Entendo-se que a prova está presente no processo para convencer o juiz do que se está alegando, há uma sensata justificativa em não se admitir que provas obtidas de maneira viciosa sirvam de objeto de consideração para busca da verdade.
Partindo para a perspectiva do processual penal, com o advento da Lei 11.60/2008, o art. 157, CPP, a ter a seguinte redação:
“Art. 157. São inadmissíveis, devendo ser desentranhadas do processo, as provas ilícitas, assim entendidas as obtidas em violação a normas constitucionais ou legais.
1º São também inadmissíveis as provas derivadas das ilícitas, salvo quando não evidenciado o nexo de causalidade entre umas e outras, ou quando as derivadas puderem ser obtidas por uma fonte independente das primeiras.
2º Considera-se fonte independente aquela que por si só, seguindo os trâmites típicos e de praxe, próprios da investigação ou instrução criminal, seria capaz de conduzir ao fato objeto da prova.
3º Preclusa a decisão de desentranhamento da prova declarada inadmissível, esta será inutilizada por decisão judicial, facultado às partes acompanhar o incidente.”

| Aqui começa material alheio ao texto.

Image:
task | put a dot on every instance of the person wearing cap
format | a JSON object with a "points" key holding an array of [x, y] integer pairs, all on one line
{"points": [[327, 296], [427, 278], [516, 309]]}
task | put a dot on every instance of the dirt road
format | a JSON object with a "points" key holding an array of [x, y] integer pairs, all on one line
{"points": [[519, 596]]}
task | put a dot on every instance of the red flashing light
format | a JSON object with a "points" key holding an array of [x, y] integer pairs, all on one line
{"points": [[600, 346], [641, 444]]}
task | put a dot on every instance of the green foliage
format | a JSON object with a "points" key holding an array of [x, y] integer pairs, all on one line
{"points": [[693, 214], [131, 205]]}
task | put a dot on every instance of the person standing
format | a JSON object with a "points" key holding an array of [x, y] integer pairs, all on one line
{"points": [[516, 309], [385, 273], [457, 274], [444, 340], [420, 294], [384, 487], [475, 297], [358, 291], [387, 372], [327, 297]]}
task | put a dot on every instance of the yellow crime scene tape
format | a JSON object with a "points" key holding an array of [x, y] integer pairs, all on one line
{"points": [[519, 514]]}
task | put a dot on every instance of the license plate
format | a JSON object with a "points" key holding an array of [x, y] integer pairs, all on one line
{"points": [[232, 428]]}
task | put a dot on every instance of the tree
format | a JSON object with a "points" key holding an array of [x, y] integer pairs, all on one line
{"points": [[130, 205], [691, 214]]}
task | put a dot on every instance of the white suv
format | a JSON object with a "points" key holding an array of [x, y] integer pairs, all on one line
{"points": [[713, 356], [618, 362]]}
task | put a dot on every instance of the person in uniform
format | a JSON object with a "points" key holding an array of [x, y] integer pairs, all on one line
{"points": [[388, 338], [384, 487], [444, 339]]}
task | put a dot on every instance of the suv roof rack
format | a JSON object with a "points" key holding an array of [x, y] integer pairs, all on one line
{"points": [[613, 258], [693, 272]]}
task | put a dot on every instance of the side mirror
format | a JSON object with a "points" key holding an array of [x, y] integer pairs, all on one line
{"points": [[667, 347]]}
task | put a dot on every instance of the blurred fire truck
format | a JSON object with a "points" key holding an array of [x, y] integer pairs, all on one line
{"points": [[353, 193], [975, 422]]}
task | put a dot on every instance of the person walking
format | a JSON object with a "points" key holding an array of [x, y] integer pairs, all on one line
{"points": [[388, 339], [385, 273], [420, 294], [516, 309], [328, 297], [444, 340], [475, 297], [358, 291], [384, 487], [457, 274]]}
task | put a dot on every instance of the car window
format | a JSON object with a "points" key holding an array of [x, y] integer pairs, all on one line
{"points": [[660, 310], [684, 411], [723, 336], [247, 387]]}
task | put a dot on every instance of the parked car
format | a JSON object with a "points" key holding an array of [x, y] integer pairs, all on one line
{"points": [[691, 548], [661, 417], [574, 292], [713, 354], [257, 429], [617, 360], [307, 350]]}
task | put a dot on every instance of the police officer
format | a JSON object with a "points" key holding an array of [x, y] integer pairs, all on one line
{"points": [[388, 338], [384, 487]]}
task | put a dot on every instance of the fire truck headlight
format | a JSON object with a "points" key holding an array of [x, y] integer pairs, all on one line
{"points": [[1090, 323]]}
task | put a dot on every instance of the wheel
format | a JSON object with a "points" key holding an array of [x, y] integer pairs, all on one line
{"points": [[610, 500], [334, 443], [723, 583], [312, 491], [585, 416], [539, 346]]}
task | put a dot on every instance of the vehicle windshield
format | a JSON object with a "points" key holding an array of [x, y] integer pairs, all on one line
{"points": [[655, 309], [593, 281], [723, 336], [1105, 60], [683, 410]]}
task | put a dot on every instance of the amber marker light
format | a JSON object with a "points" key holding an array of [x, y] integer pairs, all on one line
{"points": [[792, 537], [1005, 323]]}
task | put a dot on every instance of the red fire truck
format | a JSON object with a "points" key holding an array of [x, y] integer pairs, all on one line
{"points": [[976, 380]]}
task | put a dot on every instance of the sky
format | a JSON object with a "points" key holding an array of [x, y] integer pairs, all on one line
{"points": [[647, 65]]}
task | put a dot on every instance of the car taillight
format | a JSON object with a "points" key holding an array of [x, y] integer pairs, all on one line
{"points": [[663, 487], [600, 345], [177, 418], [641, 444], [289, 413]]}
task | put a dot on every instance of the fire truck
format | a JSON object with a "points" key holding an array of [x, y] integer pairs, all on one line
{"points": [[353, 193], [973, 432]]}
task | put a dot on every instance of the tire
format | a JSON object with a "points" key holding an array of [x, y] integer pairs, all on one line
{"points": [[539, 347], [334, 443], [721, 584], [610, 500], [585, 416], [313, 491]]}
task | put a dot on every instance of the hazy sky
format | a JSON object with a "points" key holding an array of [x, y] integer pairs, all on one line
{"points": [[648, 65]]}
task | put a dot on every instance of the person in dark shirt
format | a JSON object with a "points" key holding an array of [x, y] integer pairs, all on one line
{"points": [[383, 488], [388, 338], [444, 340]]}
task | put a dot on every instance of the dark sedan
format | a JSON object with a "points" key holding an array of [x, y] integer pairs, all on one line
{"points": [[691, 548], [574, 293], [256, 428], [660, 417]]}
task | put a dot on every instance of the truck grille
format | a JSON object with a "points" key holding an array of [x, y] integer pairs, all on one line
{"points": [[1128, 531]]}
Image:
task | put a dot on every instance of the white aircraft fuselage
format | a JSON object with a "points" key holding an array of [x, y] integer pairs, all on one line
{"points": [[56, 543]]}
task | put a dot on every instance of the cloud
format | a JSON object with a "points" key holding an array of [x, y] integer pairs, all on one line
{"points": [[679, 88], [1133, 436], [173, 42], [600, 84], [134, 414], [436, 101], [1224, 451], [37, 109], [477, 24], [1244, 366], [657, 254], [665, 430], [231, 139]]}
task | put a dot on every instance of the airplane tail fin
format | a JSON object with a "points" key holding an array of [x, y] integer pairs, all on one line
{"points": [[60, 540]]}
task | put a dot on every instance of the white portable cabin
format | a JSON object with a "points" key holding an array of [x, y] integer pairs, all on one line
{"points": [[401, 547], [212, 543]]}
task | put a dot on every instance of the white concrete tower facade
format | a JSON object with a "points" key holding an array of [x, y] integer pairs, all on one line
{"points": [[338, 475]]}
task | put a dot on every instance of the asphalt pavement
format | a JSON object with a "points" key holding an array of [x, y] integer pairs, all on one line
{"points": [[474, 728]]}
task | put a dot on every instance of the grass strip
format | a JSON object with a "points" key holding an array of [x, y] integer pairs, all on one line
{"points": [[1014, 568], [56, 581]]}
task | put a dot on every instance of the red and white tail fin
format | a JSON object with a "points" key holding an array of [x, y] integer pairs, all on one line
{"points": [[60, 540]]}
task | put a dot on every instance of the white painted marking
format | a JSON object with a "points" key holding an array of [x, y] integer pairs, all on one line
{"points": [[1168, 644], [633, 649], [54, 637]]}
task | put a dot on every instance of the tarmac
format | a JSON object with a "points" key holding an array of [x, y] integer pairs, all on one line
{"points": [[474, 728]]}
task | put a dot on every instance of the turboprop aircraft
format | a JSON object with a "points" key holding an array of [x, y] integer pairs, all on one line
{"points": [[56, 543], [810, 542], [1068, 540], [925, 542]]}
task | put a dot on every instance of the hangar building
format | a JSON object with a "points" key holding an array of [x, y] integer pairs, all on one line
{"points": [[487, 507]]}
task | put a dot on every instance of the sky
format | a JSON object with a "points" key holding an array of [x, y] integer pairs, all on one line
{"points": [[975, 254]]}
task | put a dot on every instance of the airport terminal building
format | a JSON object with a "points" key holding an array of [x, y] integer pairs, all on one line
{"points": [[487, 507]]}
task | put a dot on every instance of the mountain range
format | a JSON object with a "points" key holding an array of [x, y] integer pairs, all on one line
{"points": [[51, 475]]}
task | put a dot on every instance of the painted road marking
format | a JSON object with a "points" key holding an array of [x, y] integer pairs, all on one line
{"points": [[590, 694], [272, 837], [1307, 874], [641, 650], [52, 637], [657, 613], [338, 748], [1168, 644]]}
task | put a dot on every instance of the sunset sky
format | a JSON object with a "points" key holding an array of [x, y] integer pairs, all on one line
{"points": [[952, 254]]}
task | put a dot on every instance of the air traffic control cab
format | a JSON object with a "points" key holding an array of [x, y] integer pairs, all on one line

Entenda-se que esta reforma foi necessária por vários motivos. Primeiro, tem que se relevar a verdade processual, também chamada de material, que não necessariamente inclui a aceitação de toda e qualquer prova, exigindo-se para comprovação da verdade o que realmente aconteceu, ou seja, a narração verdadeira dos fatos.
Outro ponto a ser destacado é que o princípio que designa a liberdade das provas não é absoluto, sendo refutável pela supracitada situação de uma prova obtida por meio ilícito. Há limites para que se possa expressar sua versão dos fatos, e esses limites ficam submissos as licitudes das provas.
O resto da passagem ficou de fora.